Author: Neil Julien Ross

An implementation of the Unique Shortest Vector (USV) algorithm. The input to the Unique Shortest Vector problem is an n×n integer matrix B with the property that the lattice L(B) spanned by B contains a unique vector u such that that any other non-parallel vector v in the lattice is longer then u by a factor of n³. The output is the vector u.

The algorithm proceeds in two steps: first it uses Regev’s method to reduce the USV to the Two Point problem (TPP) and then to the Dihedral Coset problem (DCP), second it uses Kuperberg’s algorithm to solve the DCP. The first step transforms the input matrix into a set of coset states by partitioning the space into hypercubes containing at most two lattice points, and then collapsing the space onto one such cube. The second step uses a sieving method on the obtained set of coset states to extract the shortest vector.

These algorithms are described in:

• G. Kuperberg, "A subexponential-time quantum algorithm for the dihedral hidden subgroup problem." SIAM J. Comput. 35(1):170-188,2005.
• O. Regev, "Quantum computation and lattice problems." In Danielle C. Martin, editor, Proceedings of the 43rd IEEE Symposium on Foundations of Computer Science, pp. 520-529, Nov. 16-19, Vancouver, BC, Canada, 2002. IEEE, IEEE Press, Los Alamitos, CA.

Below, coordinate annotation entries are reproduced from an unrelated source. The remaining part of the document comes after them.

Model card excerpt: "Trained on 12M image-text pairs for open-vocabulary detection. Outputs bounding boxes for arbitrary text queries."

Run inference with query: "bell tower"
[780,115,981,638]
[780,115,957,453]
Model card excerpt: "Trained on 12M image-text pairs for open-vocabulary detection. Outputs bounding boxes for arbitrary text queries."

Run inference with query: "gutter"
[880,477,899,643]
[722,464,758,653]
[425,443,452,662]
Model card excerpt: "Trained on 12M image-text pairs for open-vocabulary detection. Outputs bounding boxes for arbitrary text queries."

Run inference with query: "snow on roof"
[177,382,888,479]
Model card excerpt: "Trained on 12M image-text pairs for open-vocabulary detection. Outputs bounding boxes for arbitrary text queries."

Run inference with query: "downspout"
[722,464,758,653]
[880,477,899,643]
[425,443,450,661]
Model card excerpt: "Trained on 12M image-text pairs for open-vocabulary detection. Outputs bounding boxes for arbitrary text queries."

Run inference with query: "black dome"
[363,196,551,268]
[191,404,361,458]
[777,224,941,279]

The present implementation is based on a detailed algorithm specification that was provided to us by the IARPA QCS program and written by Andrew J. Landahl.

Modules:

• Quipper.Algorithms.USV.Main: Command line interface.
• Quipper.Algorithms.USV.Definitions: Some general-purpose definitions.
• Quipper.Algorithms.USV.USV: The implementation of the main Unique Shortest Vector algorithm.
• Quipper.Algorithms.USV.Simulate: Functions for testing and debugging certain subroutines.

This module provides a command line interface for the Unique Shortest Vector algorithm. This allows the user, for example, to show different parts of the circuit, select a gate base, select parameters such as n and b, and select different output formats.

Example invocations:

./usv

Default options: the sieving algorithm with n=5 and ASCII output format. Because the sieving algorithm uses the dynamic_lift function, the user will be prompted to provide values corresponding to a hypothetical measurement outcome (0 or 1) .

./usv -F -f gatecount

The gate count for f_quantum.

Options and parameters:

• b is the lattice basis (Default value: a 5×5 matrix with entries set to 1).
• n is the dimension of the lattice (Default value: 5).
• s is the seed for the random number generator (Default value: 1).

Restrictions:

The sieving algorithm uses the dynamic_lift function. The only output format that currently supports such a functionality is ASCII. All algorithms that call sieving must therefore be run with the default (ASCII) output format. These are: sieving, dCP, tPP, algorithm_Q and uSVP.